A two-step methodology is proposed for the design and optimization of liquid-cooled heat sinks, where manufacturing costs are included as a commercial viability assessment metric. First, manifold modifications were made to reduce pressure losses in the baseline design. Second, a full-factorial parametric computational fluid dynamics (CFD) study fed an artificial neural network (ANN) model for further optimization. The aforementioned methodology was applied to the optimization of liquid-cooled heat sinks for CPU cooling. The baseline design consisted of a 3-D printed resin plenum mounted on a metallic heat spreader with parallel fin channels. The plenum delivers a slot jet along the center of the heat sink into a central passage that bifurcates the fin channels. An improved plenum design with ∼11% lower pressure losses than the baseline model was generated after the first optimization step. The designs generated in the parametric CFD study achieved average thermal resistances as low as 0.01 K/W for a theoretical pumping power range of 50–350 mW. A representative design from this study was manufactured and experimentally tested to assess the simulation approach, providing reasonable agreement with the numerical results.

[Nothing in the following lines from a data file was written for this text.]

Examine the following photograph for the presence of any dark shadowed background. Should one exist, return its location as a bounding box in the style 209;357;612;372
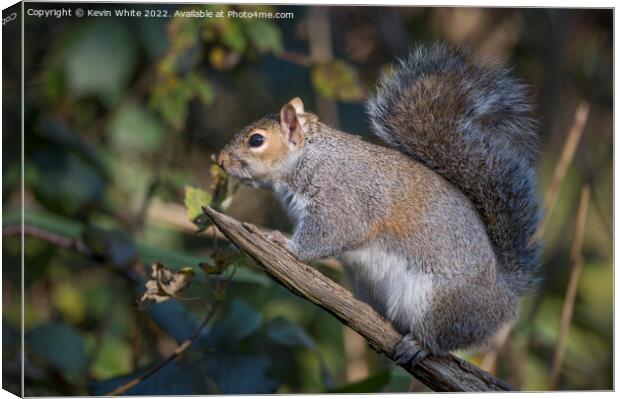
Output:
2;3;613;395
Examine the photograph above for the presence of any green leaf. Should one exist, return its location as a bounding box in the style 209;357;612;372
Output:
146;301;198;343
205;354;278;395
220;21;247;53
149;76;193;129
185;73;213;105
266;317;316;349
26;323;86;372
107;101;166;155
184;186;212;222
64;18;137;102
91;334;133;379
312;61;364;101
333;369;390;393
245;19;283;53
31;147;105;214
206;299;263;350
82;225;138;268
10;210;273;287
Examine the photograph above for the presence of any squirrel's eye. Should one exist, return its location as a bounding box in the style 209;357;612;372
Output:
249;133;265;147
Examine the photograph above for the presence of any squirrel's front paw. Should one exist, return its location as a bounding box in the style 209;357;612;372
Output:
394;334;430;367
265;230;293;253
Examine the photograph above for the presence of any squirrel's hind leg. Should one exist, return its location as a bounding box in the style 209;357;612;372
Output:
394;334;431;367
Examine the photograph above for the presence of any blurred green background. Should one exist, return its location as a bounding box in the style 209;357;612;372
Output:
2;3;613;395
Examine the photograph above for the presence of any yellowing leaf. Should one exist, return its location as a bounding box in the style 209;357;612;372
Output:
140;262;195;303
52;283;86;323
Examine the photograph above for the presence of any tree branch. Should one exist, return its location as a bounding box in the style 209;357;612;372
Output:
203;207;514;391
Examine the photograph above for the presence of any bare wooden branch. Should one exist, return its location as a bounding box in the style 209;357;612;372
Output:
203;207;514;392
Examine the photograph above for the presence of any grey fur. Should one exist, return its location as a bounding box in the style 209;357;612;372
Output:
220;46;539;359
367;45;541;295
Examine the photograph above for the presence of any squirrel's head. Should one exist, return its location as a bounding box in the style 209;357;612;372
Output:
217;97;312;187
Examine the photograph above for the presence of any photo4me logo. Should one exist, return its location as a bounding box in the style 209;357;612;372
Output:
2;12;17;26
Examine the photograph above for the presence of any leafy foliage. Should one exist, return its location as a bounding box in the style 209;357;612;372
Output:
3;4;613;396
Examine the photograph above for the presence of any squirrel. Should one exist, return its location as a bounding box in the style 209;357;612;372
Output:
217;44;541;365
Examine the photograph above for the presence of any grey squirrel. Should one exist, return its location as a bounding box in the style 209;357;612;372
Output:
218;45;541;364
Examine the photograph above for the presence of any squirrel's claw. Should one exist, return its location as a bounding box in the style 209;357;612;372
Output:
394;334;430;367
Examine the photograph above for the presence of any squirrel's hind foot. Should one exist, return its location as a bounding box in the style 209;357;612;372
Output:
394;334;431;367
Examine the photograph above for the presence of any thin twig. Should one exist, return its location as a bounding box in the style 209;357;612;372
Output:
481;101;590;372
549;185;590;390
2;225;93;256
106;272;234;396
531;102;590;242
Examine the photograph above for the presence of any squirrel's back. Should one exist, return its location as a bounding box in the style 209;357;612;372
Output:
367;45;540;295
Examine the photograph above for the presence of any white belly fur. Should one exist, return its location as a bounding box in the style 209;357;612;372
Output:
341;245;433;333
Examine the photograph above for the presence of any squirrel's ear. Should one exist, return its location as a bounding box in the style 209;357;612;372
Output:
280;102;304;145
288;97;306;114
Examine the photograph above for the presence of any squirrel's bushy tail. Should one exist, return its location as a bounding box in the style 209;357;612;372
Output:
367;45;540;295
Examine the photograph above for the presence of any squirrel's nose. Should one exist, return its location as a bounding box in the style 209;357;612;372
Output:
217;150;230;167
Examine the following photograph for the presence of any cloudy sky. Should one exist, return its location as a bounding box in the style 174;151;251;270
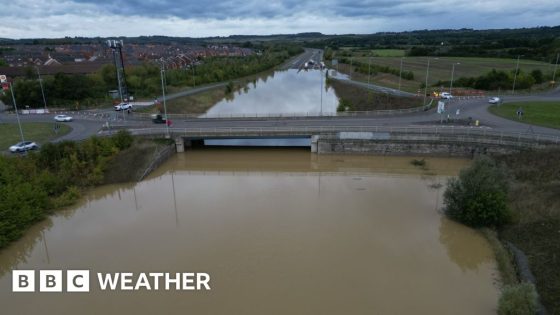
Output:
0;0;560;38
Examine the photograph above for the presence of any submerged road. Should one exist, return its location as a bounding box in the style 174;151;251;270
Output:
0;49;560;144
0;91;560;141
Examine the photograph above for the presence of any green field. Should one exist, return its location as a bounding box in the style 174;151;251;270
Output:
489;102;560;129
0;123;72;151
332;52;554;93
340;47;406;57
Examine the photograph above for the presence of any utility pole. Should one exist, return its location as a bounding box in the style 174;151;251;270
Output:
10;82;25;142
319;65;323;116
552;53;560;83
35;66;47;112
368;57;371;88
191;62;196;87
449;62;461;95
423;57;430;106
160;58;170;138
399;57;404;91
511;55;521;94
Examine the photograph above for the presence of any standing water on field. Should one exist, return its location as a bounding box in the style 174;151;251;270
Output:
0;148;498;315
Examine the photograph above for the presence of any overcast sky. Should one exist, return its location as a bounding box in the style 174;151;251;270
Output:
0;0;560;38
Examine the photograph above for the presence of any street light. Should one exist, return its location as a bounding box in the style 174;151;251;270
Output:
511;55;521;94
424;57;438;106
399;57;404;91
35;66;47;112
449;62;461;95
552;53;560;86
160;58;169;138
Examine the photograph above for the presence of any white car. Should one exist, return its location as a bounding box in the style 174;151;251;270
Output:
54;115;72;122
488;96;502;104
115;103;132;111
10;141;39;153
440;92;453;100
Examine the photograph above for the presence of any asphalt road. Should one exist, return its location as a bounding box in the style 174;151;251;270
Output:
0;49;560;145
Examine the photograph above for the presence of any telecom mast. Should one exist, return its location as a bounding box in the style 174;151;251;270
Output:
107;39;129;102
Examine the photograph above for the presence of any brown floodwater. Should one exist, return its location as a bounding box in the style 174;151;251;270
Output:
0;148;498;315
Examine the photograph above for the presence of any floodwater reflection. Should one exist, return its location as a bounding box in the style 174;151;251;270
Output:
0;149;497;314
204;69;338;117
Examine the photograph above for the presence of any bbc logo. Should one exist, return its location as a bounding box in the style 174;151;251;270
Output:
12;270;89;292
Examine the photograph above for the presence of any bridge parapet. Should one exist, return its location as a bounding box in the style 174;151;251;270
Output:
129;126;560;148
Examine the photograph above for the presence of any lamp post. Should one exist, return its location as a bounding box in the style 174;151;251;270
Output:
423;57;430;106
35;66;47;112
160;58;169;138
511;55;521;94
368;57;371;88
191;62;196;87
449;62;461;95
552;53;560;86
399;57;404;91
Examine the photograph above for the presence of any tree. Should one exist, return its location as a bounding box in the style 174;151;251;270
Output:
443;156;511;227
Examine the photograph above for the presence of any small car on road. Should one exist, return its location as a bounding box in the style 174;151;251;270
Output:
115;103;132;111
54;115;73;122
10;141;39;153
488;96;502;104
440;92;453;100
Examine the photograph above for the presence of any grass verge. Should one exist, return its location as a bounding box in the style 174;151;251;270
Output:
329;80;422;111
488;101;560;129
497;149;560;314
0;122;72;151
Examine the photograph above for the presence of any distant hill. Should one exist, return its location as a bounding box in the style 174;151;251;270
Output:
0;26;560;62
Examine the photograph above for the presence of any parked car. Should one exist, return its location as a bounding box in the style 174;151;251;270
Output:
488;96;502;104
440;92;453;100
115;103;132;111
54;115;73;122
152;114;167;124
10;141;39;153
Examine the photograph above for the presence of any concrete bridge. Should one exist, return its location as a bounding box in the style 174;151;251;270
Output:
124;126;560;156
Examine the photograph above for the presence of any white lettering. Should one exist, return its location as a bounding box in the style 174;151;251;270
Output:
134;273;151;290
196;272;211;290
150;272;163;290
97;273;121;290
165;272;181;290
121;272;133;291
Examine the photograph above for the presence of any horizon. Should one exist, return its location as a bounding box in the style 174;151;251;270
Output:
0;24;560;41
0;0;560;40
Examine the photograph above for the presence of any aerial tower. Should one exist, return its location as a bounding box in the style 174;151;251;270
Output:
107;39;129;102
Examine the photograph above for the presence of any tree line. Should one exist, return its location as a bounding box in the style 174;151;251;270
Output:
0;131;133;248
305;26;560;63
433;69;548;91
338;57;414;80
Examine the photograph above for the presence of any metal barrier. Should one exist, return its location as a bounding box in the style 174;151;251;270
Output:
121;126;560;147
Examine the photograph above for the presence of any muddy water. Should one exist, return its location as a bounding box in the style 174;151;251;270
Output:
204;69;338;117
0;149;497;315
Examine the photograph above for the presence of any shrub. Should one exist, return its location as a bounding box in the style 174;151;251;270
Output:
111;130;134;150
443;156;511;227
498;282;537;315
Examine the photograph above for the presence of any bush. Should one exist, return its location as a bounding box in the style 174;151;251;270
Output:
443;156;511;227
112;130;134;150
498;282;537;315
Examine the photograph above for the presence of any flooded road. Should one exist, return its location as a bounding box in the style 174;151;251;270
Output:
204;69;338;117
0;148;498;315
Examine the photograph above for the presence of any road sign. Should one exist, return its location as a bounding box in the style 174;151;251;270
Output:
438;101;445;114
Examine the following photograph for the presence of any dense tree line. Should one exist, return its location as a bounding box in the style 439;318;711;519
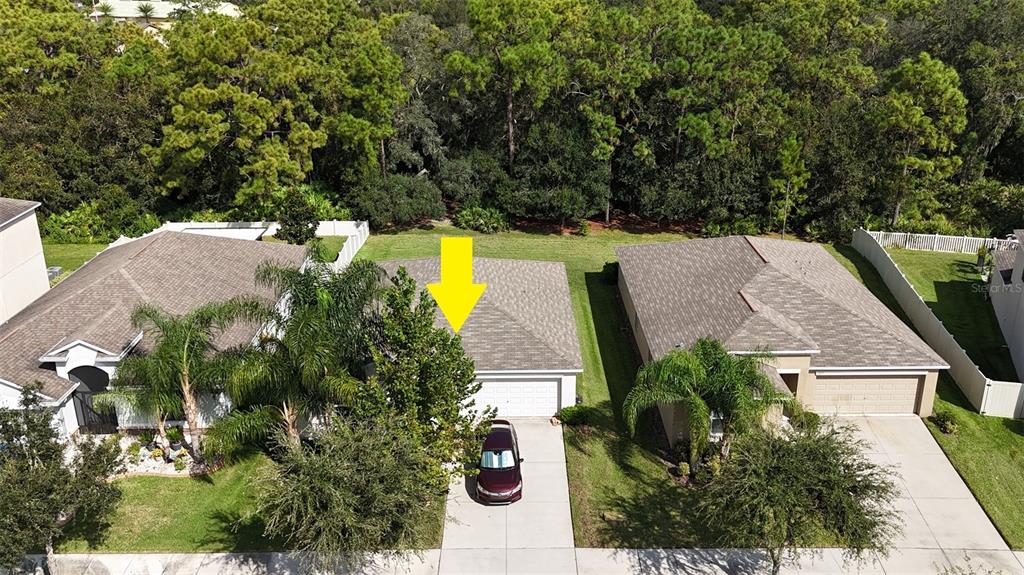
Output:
0;0;1024;239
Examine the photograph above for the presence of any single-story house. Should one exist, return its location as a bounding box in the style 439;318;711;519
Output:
988;229;1024;382
0;231;306;435
0;197;50;323
381;258;583;416
89;0;242;30
616;236;948;438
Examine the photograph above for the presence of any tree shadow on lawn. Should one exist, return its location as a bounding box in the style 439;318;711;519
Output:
585;263;668;456
204;510;286;552
598;466;717;548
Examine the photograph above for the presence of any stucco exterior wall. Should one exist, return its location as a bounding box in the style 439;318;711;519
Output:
0;382;22;409
0;212;50;323
618;267;652;363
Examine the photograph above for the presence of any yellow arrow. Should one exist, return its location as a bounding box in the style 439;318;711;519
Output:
427;237;487;334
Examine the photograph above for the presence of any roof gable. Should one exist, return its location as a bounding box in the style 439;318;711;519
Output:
617;236;945;367
381;258;583;371
0;232;305;399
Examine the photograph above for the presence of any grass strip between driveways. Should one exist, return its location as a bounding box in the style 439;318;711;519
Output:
830;246;1024;549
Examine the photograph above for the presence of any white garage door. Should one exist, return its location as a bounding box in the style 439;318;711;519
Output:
476;380;560;417
814;374;924;413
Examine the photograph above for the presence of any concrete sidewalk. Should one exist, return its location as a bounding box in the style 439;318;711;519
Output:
14;548;1024;575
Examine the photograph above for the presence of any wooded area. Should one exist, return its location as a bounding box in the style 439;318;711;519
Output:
0;0;1024;241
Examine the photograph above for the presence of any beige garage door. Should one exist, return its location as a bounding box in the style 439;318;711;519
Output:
814;374;925;413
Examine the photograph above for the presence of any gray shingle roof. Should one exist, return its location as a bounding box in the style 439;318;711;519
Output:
616;236;945;367
0;197;39;227
0;231;305;399
381;258;583;371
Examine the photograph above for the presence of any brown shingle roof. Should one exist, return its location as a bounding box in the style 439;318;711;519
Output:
381;258;583;371
617;236;945;367
0;231;305;399
0;197;39;227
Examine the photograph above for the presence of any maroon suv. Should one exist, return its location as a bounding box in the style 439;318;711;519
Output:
476;419;522;503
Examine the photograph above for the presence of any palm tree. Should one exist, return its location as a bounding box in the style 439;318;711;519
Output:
136;2;157;24
93;347;181;447
623;339;787;470
119;298;267;457
209;261;382;453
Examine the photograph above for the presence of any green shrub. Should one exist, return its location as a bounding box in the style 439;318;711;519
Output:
557;405;594;427
298;184;352;220
932;409;959;435
274;188;319;246
455;208;509;233
347;175;444;228
128;442;142;466
167;426;185;443
677;461;690;478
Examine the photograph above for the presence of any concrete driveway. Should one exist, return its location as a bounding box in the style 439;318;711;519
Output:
438;417;577;574
841;416;1024;573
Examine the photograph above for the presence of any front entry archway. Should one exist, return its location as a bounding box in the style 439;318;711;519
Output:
68;365;118;434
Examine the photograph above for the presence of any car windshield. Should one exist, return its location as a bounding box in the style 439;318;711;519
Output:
480;449;515;470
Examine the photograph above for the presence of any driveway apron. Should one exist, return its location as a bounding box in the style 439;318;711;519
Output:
438;417;577;574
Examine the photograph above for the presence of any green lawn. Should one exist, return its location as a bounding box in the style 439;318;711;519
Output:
43;244;106;283
58;455;273;552
889;250;1017;382
57;454;444;552
359;226;711;547
829;246;1024;549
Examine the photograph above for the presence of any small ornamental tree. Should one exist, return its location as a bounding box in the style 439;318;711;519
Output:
257;417;435;573
698;415;901;575
275;189;319;246
356;268;493;491
0;387;121;572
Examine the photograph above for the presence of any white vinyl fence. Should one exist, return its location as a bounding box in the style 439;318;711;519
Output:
865;231;1020;254
110;220;370;269
853;229;1024;417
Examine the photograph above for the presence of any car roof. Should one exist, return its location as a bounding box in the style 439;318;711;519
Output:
483;425;515;450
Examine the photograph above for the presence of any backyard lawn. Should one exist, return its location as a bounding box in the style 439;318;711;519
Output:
43;244;106;283
830;246;1024;549
889;250;1017;382
358;226;711;547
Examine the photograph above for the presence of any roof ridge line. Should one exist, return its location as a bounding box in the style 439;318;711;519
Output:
768;249;938;354
484;292;582;363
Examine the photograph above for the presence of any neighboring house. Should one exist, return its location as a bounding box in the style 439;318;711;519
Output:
988;229;1024;382
381;258;583;416
0;231;306;435
617;236;948;438
0;197;50;323
89;0;242;28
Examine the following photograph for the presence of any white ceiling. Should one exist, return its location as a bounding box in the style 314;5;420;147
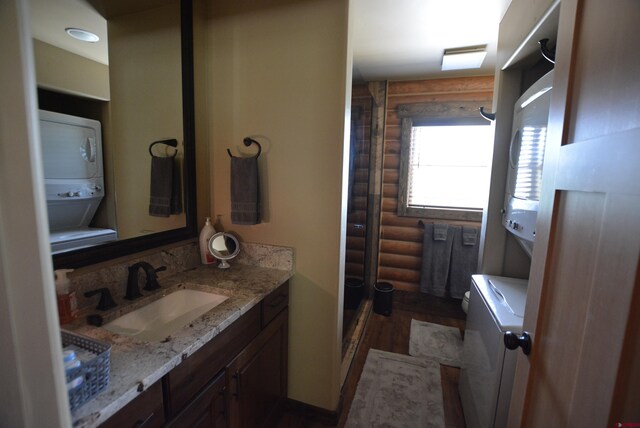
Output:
28;0;109;64
29;0;511;81
351;0;511;81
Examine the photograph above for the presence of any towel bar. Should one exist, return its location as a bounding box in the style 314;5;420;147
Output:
149;138;178;157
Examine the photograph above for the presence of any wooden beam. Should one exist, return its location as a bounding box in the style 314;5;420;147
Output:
398;101;483;118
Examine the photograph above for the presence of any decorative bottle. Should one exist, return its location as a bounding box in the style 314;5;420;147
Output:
199;217;216;265
54;269;78;324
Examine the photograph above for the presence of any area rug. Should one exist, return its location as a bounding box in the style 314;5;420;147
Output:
345;349;445;428
409;320;462;367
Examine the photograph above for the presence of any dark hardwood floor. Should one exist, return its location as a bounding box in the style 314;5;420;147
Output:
277;290;466;428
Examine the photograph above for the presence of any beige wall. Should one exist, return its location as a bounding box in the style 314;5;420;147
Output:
202;0;351;410
33;39;110;101
104;2;186;239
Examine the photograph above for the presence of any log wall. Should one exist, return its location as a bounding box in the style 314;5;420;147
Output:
378;76;493;291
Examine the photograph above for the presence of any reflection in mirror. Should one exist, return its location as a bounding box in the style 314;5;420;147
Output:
209;232;240;269
30;0;196;267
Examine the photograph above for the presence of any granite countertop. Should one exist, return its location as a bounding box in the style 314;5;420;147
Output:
69;264;293;427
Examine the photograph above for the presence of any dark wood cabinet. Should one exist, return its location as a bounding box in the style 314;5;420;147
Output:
162;305;261;419
167;370;228;428
227;309;288;428
102;283;289;428
100;382;165;428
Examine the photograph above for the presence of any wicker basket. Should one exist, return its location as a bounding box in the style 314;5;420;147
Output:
61;330;111;411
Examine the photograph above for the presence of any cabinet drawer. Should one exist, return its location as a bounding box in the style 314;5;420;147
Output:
162;305;260;419
100;382;164;428
166;371;227;428
262;281;289;328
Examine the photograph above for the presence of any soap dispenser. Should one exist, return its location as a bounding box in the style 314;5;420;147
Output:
199;217;216;265
54;269;78;324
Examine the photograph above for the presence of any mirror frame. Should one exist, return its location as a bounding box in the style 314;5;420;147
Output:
52;0;197;269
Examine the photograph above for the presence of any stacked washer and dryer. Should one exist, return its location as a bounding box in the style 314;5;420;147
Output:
460;71;553;428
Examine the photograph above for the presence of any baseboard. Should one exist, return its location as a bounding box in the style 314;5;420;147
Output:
285;394;343;426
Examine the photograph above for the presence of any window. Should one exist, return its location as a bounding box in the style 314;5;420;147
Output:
398;118;493;221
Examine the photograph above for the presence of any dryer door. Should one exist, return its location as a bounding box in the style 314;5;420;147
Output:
40;120;102;179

Consecutively, the ANN allowed for a higher resolution sampling of the design space, where optimal configurations were found in terms of an overall thermo-hydraulic performance parameter and an additional metric accounting for manufacturing costs. The methodology reported herein caters to heat sink designers seeking commercialization of their prototypes as the contrast between technical performance and manufacturing costs is addressed. Additionally, the mathematical tools utilized allow for cost-effective topology optimizations.